# Optimized Learning

In this notebook, we are going to look at another one of JAX's functional transforms: the `grad` function.

## Autograd to JAX

Before they worked on JAX, the JAX core team worked on another Python package called autograd.
That was where the original idea of building an automatic differentiation system on top of NumPy started.

## Example: Transforming a function into its derivative

Just like `vmap`, `grad` takes in a function and transforms it into another function.
By default, the returned function from `grad`
is the derivative of the function with respect to the first argument.

In [None]:
# Example 1:
from jax import grad


def func(x):
    return 3 * x + 1


df = grad(func)


# Pass in any float value of x, you should get back 3.0 as the _gradient_.
df(4.0)

In [None]:
# Example 2:


def polynomial(x):
    return 3 * x ** 2 + 4 * x - 3


dpolynomial = grad(polynomial)

# pass in any float value of x
# the result will be evaluated at 6x + 4,
# which is the gradient of the polynomial function.
dpolynomial(3.0)

Using grad to solve minimization problems.

In [None]:
# Example: find the minima of the polynomial function.

start = 3.0
for i in range(200):
    start -= dpolynomial(start) * 0.01
start

How close is this to the true analytical value?

$$f(x) = 3x^{2} + 4x -3$$
$$\frac{df}{dx} = 6x + 4$$

At the minima, $\frac{df}{dx}$ is zero.
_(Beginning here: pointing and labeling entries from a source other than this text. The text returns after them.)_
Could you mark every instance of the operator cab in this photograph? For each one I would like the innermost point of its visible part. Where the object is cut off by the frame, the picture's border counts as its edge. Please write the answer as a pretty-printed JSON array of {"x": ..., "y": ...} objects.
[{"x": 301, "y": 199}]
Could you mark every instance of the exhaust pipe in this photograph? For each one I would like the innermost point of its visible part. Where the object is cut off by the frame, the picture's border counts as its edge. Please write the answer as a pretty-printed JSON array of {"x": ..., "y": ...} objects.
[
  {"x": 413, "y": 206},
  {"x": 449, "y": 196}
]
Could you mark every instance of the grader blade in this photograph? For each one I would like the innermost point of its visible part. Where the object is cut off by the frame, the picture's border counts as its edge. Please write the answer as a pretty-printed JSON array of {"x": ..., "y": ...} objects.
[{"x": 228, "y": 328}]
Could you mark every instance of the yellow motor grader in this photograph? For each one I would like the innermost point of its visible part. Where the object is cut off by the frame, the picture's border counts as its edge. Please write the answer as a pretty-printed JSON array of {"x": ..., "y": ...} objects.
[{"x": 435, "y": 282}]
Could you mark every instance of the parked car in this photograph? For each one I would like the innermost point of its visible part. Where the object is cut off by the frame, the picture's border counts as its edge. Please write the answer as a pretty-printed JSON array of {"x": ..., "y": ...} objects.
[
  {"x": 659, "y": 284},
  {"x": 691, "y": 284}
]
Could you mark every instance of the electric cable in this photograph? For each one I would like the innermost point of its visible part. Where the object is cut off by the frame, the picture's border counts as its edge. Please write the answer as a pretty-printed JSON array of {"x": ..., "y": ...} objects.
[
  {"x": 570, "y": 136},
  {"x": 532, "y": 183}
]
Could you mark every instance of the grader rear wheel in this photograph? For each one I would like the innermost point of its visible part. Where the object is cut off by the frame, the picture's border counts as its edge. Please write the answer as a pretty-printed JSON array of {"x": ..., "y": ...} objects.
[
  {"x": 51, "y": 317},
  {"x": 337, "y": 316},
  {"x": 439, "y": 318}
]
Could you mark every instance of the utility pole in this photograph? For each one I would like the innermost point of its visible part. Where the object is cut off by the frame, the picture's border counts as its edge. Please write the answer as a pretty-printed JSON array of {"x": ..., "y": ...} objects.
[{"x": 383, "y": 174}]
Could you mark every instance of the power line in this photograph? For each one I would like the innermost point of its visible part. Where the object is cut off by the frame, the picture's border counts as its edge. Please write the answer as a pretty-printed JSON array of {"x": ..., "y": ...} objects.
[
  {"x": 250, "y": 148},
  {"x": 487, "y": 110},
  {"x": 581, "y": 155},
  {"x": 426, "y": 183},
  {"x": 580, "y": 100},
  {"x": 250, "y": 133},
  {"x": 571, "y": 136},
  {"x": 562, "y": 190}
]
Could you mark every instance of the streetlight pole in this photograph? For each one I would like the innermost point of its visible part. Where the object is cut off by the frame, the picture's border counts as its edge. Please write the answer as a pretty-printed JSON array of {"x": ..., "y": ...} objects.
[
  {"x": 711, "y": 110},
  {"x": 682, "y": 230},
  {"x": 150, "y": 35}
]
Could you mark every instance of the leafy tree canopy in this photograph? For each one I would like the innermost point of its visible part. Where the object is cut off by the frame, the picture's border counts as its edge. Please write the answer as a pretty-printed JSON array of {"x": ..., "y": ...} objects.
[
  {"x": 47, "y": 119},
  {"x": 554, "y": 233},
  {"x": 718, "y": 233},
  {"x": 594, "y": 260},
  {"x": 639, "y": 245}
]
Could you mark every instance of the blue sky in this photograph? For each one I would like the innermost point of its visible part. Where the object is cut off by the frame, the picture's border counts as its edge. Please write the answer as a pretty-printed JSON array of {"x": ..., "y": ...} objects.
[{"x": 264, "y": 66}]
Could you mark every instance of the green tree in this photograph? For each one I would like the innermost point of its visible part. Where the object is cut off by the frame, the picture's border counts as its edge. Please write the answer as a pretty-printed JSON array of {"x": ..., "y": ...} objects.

Therefore, $x = -\frac{2}{3}$.

We're pretty darn close.

And that, my friends, is gradient descent!

## maximum likelihood of parameters

In [None]:
from jax import random

key = random.PRNGKey(44)
real_mu = -3.0
real_log_sigma = np.log(2.0)  # the real sigma is 2.0


data = random.normal(key, shape=(1000,)) * np.exp(real_log_sigma) + real_mu

## what is the maximum likelihood value of mu and sigma given the data?

equivalent to minimizing negative log likelihood

In [None]:
from jax.scipy.stats import norm
import jax.numpy as np

def neglogp(mu, log_sigma, data):
    return -np.sum(norm.logpdf(data, loc=mu, scale=np.exp(log_sigma)))

Check that calculation is correct.

In [None]:
mu = -6.0
log_sigma = np.log(2.0)
neglogp(mu, log_sigma, data)

In [None]:
dneglogp = grad(neglogp, argnums=(0, 1))

# condition on data
dneglogp = partial(dneglogp, data=data)
dneglogp(mu, log_sigma)

In [None]:
from functools import partial

# gradient descent
for i in range(300):
    dmu, dlog_sigma = dneglogp(mu, log_sigma)
    mu -= dmu * 0.0001
    log_sigma -= dlog_sigma * 0.0001
mu, np.exp(log_sigma)

## grad with multiple arguments

Where is the gold? It's at the minima!

In [None]:
def func(x, y):
    """All credit to https://www.analyzemath.com/calculus/multivariable/maxima_minima.html for this function."""
    return (2 * x ** 2) - (4 * x * y) + (y ** 4 + 2)

It should be evident from here that there are two minima in the function.
Let's find out where they are.

In [None]:
df = grad(func, argnums=[0, 1])
df(3.0, 4.0)

In [None]:
# Start somewhere
x, y = 0.1, -0.1
for i in range(300):
    dx, dy = df(x, y)
    x -= dx * 0.01
    y -= dy * 0.01
x, y

In [None]:
import matplotlib.pyplot as plt
from matplotlib import cm

fig, ax = plt.subplots(subplot_kw={"projection": "3d"})

# Make data.
X = np.arange(-1.5, 1.5, 0.01)
Y = np.arange(-1.5, 1.5, 0.01)
X, Y = np.meshgrid(X, Y)
Z = func(X, Y)

# Plot the surface.
surf = ax.plot_surface(
    X, Y, Z, cmap=cm.coolwarm, linewidth=0, antialiased=False,
)
ax.view_init(elev=20., azim=20)